Jones S M, Crosby J R, Salamero J, Howell K E
Department of Cellular and Structural Biology, University of Colorado School of Medicine, Denver 80262.
J Cell Biol. 1993 Aug;122(4):775-88. doi: 10.1083/jcb.122.4.775.

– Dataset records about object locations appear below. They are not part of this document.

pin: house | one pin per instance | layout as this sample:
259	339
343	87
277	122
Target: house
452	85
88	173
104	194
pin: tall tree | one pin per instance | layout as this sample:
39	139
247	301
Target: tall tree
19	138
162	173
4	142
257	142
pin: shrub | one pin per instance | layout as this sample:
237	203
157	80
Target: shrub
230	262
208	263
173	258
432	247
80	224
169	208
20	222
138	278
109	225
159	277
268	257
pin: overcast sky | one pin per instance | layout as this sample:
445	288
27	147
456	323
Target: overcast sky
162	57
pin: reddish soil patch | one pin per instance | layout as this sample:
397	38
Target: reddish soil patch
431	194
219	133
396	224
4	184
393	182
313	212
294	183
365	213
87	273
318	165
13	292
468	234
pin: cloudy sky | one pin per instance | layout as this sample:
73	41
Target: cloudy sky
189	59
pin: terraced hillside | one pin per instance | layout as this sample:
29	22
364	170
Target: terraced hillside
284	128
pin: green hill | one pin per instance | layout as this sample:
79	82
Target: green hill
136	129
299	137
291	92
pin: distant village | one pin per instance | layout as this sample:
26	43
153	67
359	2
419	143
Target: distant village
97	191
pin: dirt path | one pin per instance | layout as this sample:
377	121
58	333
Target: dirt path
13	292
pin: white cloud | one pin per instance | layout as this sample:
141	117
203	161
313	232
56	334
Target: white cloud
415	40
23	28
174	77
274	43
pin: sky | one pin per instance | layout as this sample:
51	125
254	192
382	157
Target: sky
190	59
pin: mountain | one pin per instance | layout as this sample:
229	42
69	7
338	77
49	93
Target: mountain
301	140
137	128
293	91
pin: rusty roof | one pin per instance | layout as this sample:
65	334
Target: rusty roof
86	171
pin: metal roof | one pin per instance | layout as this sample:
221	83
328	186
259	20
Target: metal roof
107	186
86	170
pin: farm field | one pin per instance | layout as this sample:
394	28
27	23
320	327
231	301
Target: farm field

TGN38/41, an integral membrane protein predominantly localized to the trans-Golgi network, has been shown to cycle to the plasma membrane and return to the TGN within 30 min. (Ladinsky, M. S., and K. E. Howell. 1992. Eur. J. Cell Biol. 59:92-105). In characterizing the proteins which associate with TGN38/41, a peripheral 62-kD protein, two forms of rab6 and two other small GTP-binding proteins were identified by coimmunoprecipitation. However, approximately 90% of the 62-kD protein is cytosolic and is associated with the same subset of small GTP-binding proteins. Both the membrane and cytoplasmic complexes were characterized by sizing column fractionation and velocity sedimentation. The membrane complex was approximately 250 kD (11.6 S) consisting of the cytosolic complex and a heterodimer of TGN38/41 (160 kD). The cytosolic complex was approximately 86 kD (6.1 S) consisting of p62 and one small GTP-binding protein. Preliminary evidence indicates that phosphorylation of the p62 molecule regulates the dissociation of the cytosolic complex from TGN38/41. Functionally the cytosolic p62 complex must bind to TGN38/41 for the budding of exocytic transport vesicles from the TGN as assayed in a cell-free system (Salamero, J., E. S. Sztul, and K. E. Howell. 1990. Proc. Natl. Acad. Sci. USA. 87:7717-7721). Interference with p62, rab6 or TGN38, and TGN41 cytoplasmic domains by immunodepletion or competing peptides completely inhibited the budding of exocytic transport vesicles. These results support an essential role for interaction of the cytosolic p62/rab6 complex with TGN38/41 in budding of exocytic vesicles from the TGN.
TGN38/41是一种主要定位于反式高尔基体网络的整合膜蛋白,已被证明能循环至质膜,并在30分钟内返回反式高尔基体网络(Ladinsky, M. S., and K. E. Howell. 1992. Eur. J. Cell Biol. 59:92 - 105)。在对与TGN38/41相关的蛋白质进行表征时,通过共免疫沉淀鉴定出一种62-kD的外周蛋白、两种形式的rab6和另外两种小GTP结合蛋白。然而,约90%的62-kD蛋白存在于胞质中,并与同一小GTP结合蛋白亚群相关。膜复合物和胞质复合物均通过尺寸排阻柱分级分离和速度沉降进行表征。膜复合物约为250 kD(11.6 S),由胞质复合物和TGN38/41异二聚体(160 kD)组成。胞质复合物约为86 kD(6.1 S),由p62和一种小GTP结合蛋白组成。初步证据表明,p62分子的磷酸化调节胞质复合物与TGN38/41的解离。在无细胞系统中检测发现,从功能上讲,胞质p62复合物必须与TGN38/41结合,才能使来自反式高尔基体网络的分泌性运输小泡出芽(Salamero, J., E. S. Sztul, and K. E. Howell. 1990. Proc. Natl. Acad. Sci. USA. 87:7717 - 7721)。通过免疫耗竭或竞争肽干扰p62、rab6或TGN38以及TGN41的胞质结构域,可完全抑制分泌性运输小泡的出芽。这些结果支持了胞质p62/rab6复合物与TGN38/41的相互作用在反式高尔基体网络分泌性小泡出芽过程中起关键作用。